Da quando siamo al centro dell’era digitale, quindi su per giù da cinque anni a questa parte, l’intelligenza artificiale è diventata il fulcro di un dibattito acceso sul futuro del lavoro. Continuiamo a commettere gli stessi errori quando parliamo di AI e questo fa sì che non riusciamo a focalizzare dove sta il problema. La lamentela che più spesso si sente è che ci ruberà il lavoro. Ecco dunque che voglio spiegarvi come questo non succederà mai e perché.
Il problema non è l’intelligenza artificiale, così come non lo è qualsiasi altra disciplina scientifica
Ted Sarandos, Co-CEO di Netflix, ha recentemente affermato: “L’AI non ti ruberà il lavoro, ma la persona che la usa bene potrebbe farlo“. Questa dichiarazione merita un’analisi approfondita, poiché offre una prospettiva unica sul rapporto tra tecnologia e occupazione.
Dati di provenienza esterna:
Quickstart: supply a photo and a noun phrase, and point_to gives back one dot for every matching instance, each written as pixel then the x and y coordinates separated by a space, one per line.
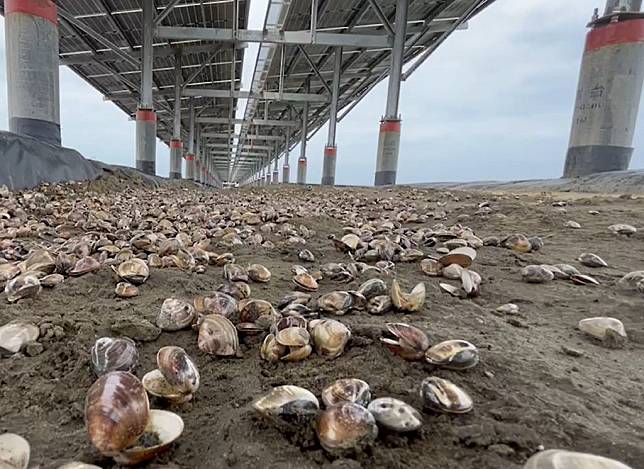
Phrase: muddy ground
pixel 529 394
In realtà, leggendola, potremmo finire qui il discorso ma è bene andare fino in fondo.
In primo luogo, è essenziale comprendere che l’AI non è un’entità autonoma con un’agenda propria. È uno strumento, potente e versatile, ma pur sempre uno strumento. Come ogni tecnologia che l’ha preceduta – dalla ruota alla stampa, dall’elettricità a internet – l’AI è il risultato dell’ingegno umano e il suo impatto dipende da come viene utilizzata. Quindi invece di puntare il dito dovremmo chiederci se siamo noi ad averne paura perché non siamo in grado di salire su questo treno che corre velocemente.
La vera sfida, come suggerisce Sarandos, non è la tecnologia in sé, ma la capacità umana di adattarsi e di sfruttarla a proprio vantaggio. Questo concetto ribalta la narrativa comune dell'”uomo contro la macchina”. Non si tratta di una competizione, ma di una collaborazione. L’AI può automatizzare compiti ripetitivi, analizzare dati complessi in tempi record e persino generare contenuti creativi. Ma non può sostituire l’intuizione umana, l’empatia, il pensiero laterale e la capacità di prendere decisioni etiche in situazioni ambigue.
Paradossalmente ciò che manca a ogni prodotto basato sull’intelligenza artificiale è proprio l’intelligenza. Come è possibile? Riprendendo un passaggio del libro Machina Sapiens di Nello Cristianini, si dà questa definizione di intelligenza: l’abilità di eseguire dei compiti in situazioni impreviste. Ecco, capirete sa soli che un qualsiasi modello generativo non è in grado di adattarsi a questo genere di situazioni.
Prendiamo l’esempio dello stesso Netflix. L’azienda utilizza algoritmi di AI per personalizzare i consigli di visione, ottimizzare la produzione di contenuti e migliorare l’esperienza utente. Tuttavia, sono ancora gli esseri umani a decidere quali storie raccontare, come produrle e come commercializzarle. L’AI è un supporto, non un sostituto.
Questa dinamica si estende a molti altri settori. Nel campo medico, si può diagnosticare malattie con precisione impressionante, ma è il medico che decide il trattamento, considerando il contesto unico di ogni paziente. Nel marketing, l’aiuto di questa disciplina può segmentare il pubblico e ottimizzare le campagne, ma è il marketer che deve capire le sfumature culturali e le tendenze emergenti.
Ecco cosa ci ruberà il lavoro
Il vero rischio, quindi, non è l’AI in sé, ma l’immobilità professionale. Coloro che rifiutano di imparare a lavorare con l’AI, o peggio, la temono e la evitano, rischiano di essere superati da colleghi più adattabili. Questo non significa che tutti debbano diventare programmatori o data scientist. Significa piuttosto comprendere come questa novità può amplificare le proprie competenze uniche: in fondo anche un meccanico deve diventare studiare la meccatronica se ha intenzione di restare sul mercato.
Tuttavia, questo adattamento solleva questioni etiche e sociali cruciali. L’accesso all’AI e la formazione per utilizzarla non devono diventare un nuovo divario digitale che aumenta le disuguaglianze. Aziende, governi e istituzioni educative hanno la responsabilità di garantire che i benefici dell’AI siano distribuiti equamente.
Infine, mentre ci adattiamo non dobbiamo perdere di vista ciò che ci rende umani. La creatività, l’empatia, il pensiero critico e l’etica dovrebbero essere al centro dei nostri sistemi educativi e delle nostre culture aziendali. Queste sono le qualità che l’AI può potenziare, ma non replicare.